Private mergers and acquisitions in Panama | Competition/anti-trust issues
Q&A guide to private mergers and acquisitions law in Panama.
The Q&A gives a high level overview of key issues including corporate entities and acquisition methods, preliminary agreements, main documents, warranties and indemnities, acquisition financing, signing and closing, tax, employees, pensions, competition and environmental issues.
Chapter 4: Competition/anti-trust issues
34. Outline the regulatory competition law framework that can apply to private acquisitions.
Panama enacted competition legislation for the first time in 1996 through Law No.29 of 1 February 1996. In 2007, Law 29 was repealed by Law No.45 of 2007 (Competition Law).
The objective of the Competition Law is to:
Protect and ensure free economic competition.
Eradicate monopolistic practices and other restrictions in the efficient functioning of the markets of goods and services.
Preserve the interests of consumers.
Any act, contract or practice that restrains, diminishes, harms, impedes or that in any other way damages free economic competition in the manufacturing, processing, distribution, supply or commercialisation of goods or services is prohibited.
There are no threshold requirements under Panamanian law. It is presumed that the acquisition of a company, or the merger of companies, has an objective or effect prohibited by the Competition Law if the act or attempt:
Grants or may grant to the merging entity, the acquirer or the economic agent that results from the concentration, the power to fix prices unilaterally or to substantially restrict the supply in the pertinent market, without competitors being able to effectively or potentially neutralise that power.
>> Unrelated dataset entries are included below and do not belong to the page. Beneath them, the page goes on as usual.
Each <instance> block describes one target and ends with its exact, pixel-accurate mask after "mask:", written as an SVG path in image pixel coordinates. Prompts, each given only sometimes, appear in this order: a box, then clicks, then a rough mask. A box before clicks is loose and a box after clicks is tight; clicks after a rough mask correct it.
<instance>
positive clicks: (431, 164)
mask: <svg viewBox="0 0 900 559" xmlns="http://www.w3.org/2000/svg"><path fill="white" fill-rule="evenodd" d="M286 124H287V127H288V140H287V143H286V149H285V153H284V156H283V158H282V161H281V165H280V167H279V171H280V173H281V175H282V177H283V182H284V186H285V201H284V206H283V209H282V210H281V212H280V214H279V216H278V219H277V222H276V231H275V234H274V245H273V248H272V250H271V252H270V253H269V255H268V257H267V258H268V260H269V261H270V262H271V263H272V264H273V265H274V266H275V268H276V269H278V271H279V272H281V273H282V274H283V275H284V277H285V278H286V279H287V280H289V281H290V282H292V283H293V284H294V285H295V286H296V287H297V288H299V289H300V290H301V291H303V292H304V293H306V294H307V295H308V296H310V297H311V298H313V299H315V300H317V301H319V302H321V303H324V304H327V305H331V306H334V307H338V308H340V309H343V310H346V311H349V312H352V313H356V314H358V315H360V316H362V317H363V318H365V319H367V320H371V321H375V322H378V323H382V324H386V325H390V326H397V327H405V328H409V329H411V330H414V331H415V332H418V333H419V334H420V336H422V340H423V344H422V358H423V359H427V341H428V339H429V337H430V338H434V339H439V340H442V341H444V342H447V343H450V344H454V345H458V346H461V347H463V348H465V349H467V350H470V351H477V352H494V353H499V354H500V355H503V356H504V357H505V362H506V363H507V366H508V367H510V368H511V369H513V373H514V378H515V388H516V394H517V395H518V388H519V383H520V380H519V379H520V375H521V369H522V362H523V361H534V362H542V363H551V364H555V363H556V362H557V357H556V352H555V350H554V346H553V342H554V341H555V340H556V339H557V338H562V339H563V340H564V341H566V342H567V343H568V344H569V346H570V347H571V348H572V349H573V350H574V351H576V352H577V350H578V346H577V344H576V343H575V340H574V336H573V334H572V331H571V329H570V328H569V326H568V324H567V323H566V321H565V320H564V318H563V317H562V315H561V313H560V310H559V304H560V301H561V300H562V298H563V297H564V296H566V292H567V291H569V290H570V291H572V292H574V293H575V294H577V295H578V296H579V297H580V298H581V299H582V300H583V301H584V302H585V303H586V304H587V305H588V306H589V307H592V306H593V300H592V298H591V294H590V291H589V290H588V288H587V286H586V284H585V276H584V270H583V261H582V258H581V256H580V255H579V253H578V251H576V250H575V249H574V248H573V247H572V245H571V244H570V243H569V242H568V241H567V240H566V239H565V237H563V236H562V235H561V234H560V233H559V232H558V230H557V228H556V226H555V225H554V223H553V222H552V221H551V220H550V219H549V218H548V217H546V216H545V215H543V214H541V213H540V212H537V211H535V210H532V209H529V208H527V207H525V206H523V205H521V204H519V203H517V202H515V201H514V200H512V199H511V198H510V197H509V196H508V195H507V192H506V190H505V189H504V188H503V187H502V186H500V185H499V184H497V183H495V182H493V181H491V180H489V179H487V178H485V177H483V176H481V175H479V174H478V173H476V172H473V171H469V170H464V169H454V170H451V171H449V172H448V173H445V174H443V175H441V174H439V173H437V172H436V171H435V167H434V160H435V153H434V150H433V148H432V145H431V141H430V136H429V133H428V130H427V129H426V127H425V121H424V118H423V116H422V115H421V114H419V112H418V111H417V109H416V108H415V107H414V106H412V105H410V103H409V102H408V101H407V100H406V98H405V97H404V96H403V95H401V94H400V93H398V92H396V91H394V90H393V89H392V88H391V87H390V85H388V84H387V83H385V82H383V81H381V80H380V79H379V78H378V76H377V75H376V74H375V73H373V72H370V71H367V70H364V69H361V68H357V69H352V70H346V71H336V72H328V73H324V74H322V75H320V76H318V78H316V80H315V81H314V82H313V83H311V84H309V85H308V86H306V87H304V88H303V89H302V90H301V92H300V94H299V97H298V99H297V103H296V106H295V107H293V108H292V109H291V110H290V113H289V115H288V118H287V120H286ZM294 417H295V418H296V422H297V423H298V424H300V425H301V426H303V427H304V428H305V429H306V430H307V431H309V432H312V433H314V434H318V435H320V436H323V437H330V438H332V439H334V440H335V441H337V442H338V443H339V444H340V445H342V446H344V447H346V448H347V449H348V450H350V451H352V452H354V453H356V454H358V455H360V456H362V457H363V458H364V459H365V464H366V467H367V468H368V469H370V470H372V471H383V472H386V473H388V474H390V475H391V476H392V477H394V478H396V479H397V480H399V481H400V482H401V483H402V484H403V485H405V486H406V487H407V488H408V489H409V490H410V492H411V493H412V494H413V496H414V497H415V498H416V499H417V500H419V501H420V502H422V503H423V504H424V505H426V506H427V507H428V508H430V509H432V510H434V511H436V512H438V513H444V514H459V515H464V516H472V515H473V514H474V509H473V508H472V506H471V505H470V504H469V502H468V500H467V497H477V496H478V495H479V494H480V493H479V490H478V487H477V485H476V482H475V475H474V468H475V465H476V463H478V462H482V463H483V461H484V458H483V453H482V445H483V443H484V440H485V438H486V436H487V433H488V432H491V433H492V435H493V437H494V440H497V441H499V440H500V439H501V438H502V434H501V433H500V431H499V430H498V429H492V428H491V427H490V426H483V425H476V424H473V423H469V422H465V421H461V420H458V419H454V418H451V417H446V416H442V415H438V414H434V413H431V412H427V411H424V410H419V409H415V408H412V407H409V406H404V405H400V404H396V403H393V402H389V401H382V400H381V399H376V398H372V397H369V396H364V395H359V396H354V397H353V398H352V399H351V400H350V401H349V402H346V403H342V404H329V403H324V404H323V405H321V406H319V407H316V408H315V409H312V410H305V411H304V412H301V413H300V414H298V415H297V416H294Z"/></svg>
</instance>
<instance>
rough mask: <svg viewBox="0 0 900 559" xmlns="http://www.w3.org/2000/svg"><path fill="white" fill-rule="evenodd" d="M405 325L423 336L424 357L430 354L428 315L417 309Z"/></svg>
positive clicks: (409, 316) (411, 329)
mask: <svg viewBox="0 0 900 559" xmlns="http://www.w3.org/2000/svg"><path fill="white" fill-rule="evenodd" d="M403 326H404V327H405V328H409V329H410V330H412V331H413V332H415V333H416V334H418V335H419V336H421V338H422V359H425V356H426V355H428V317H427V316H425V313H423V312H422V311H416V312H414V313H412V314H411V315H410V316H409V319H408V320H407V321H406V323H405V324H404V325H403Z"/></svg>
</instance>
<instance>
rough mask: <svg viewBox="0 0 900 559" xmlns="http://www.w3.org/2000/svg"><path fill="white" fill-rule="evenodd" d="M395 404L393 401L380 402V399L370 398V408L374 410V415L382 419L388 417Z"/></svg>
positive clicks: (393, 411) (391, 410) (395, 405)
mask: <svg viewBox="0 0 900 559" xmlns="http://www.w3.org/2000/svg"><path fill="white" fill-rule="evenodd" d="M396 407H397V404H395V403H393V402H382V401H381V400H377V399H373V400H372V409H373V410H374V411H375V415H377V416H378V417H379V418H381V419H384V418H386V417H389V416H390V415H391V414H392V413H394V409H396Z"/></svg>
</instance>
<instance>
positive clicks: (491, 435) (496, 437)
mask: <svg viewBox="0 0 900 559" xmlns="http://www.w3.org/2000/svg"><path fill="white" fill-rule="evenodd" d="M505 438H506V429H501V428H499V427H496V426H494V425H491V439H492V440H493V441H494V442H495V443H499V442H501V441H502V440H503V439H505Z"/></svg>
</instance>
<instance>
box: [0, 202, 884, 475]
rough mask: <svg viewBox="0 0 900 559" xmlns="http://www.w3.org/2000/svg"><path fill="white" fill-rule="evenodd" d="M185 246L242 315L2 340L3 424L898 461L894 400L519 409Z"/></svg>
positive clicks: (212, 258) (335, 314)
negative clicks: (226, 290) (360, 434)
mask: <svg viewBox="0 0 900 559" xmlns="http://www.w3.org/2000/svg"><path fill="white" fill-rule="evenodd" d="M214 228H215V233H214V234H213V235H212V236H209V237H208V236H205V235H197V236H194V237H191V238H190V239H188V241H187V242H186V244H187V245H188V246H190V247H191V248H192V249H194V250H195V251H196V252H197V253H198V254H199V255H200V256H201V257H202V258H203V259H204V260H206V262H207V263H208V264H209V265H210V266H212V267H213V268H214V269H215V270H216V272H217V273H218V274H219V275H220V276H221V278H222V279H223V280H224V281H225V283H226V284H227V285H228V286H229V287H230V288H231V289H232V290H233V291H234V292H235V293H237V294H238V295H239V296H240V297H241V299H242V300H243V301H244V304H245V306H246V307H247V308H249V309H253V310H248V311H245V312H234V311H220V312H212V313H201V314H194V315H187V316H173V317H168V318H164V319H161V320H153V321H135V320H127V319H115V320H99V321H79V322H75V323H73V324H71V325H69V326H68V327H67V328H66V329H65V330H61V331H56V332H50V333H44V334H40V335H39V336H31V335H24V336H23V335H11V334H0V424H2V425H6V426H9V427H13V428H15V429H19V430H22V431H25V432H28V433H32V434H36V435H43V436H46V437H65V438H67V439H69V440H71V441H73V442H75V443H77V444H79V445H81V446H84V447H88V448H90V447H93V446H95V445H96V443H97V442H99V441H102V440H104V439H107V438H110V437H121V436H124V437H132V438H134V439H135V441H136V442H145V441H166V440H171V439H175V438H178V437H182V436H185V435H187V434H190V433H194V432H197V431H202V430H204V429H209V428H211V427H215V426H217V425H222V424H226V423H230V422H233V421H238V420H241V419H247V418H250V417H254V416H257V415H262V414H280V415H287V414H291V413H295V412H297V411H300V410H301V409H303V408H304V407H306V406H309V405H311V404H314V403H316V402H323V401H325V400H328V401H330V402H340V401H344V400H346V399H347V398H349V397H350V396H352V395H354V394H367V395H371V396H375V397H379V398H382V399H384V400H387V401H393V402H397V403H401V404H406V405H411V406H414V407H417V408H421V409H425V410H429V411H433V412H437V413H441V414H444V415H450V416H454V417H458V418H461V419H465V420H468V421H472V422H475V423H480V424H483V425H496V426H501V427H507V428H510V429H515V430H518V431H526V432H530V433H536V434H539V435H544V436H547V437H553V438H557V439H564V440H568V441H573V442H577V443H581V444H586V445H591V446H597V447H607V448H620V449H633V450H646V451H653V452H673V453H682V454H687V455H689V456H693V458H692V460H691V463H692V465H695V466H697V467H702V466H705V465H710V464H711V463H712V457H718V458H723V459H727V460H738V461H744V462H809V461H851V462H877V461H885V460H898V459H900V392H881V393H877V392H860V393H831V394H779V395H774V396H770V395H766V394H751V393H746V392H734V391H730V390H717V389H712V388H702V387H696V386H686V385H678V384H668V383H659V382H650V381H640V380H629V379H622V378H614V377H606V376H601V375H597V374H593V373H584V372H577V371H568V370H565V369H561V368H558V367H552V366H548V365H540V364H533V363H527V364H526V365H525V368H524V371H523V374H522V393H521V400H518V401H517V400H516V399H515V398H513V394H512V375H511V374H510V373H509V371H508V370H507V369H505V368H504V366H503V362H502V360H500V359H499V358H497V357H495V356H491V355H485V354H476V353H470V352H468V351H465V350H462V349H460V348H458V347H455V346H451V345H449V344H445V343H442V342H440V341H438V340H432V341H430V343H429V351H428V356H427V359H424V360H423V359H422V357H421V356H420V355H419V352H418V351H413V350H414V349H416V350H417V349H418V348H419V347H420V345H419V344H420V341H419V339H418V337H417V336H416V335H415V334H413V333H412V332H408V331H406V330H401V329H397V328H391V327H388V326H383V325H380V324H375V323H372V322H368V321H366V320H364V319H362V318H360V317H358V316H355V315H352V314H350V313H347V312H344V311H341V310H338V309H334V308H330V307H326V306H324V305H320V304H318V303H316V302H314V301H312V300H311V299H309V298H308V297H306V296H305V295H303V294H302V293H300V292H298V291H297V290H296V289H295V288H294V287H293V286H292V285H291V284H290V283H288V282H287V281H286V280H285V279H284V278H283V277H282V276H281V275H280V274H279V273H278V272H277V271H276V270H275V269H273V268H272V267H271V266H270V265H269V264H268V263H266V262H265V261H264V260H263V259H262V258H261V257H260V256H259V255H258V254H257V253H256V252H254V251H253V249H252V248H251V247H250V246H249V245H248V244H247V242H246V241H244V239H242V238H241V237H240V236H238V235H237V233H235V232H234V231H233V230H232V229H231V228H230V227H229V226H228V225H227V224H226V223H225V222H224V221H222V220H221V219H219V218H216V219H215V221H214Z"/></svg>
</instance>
Has or may have as an objective the shifting or displacement of other existing or potential competitors or the impeding of their access to the relevant market.
Has or may have as an objective substantially facilitating a prohibited act or attempted act.
Notification and regulatory authorities
Acquisitions that are considered to be concentrations under the Competition Law can be voluntarily notified to the Competition Authority and are subject to verification by the Competition Authority.
Acquisitions considered as concentrations under the terms of the Competition Law that have been verified and passed by the Competition Authority can validly take place and cannot be challenged later, except when the favourable decision is granted based on false or incomplete information provided by the interested parties.
The following criteria are considered by the Competition Authority in determining if the acquisition is a prohibited concentration under the Competition Law:
The market share of the economic agents in the relevant market and the effects with respect to other competitors and buyers of the relevant product or service, as well as with respect to other directly-related markets and economic agents.
Whether the concentration facilitates the implementation of conducts, practices or agreements that restrain or limit free competition or the imposition of barriers to the entry of new economic agents.
Whether the acquisition facilitates the unilateral rising of prices, without allowing other economic agents to actually or potentially counteract or block that power.
Whether sufficient opportunities are maintained for the entry of economic agents into the market to avoid price increases above the level before the concentration.
Whether the concentration is necessary to avoid the exit from the market of productive assets of one of the economic agents that participate in the concentration.
Whether the concentration would result in the improvement of the manufacturing, processing, distribution, supply, commercialisation or consumption conditions of the products or services.
35. Who is liable for clean-up of contaminated land? In what circumstances can a buyer inherit and a seller retain liability in an asset sale and a share sale?
A party that commits or causes contaminating activity is liable for the cleaning up of the contaminated land and must:
Repair the damage caused.
Apply prevention and mitigation measures.
Assume the corresponding costs.
It is uncommon for a buyer to inherit liability in an asset or share sale. Indemnity agreements and insurance releases are generally included in the sale agreement to limit liability. The authorities will retain the ability to initiate actions against the contaminating party.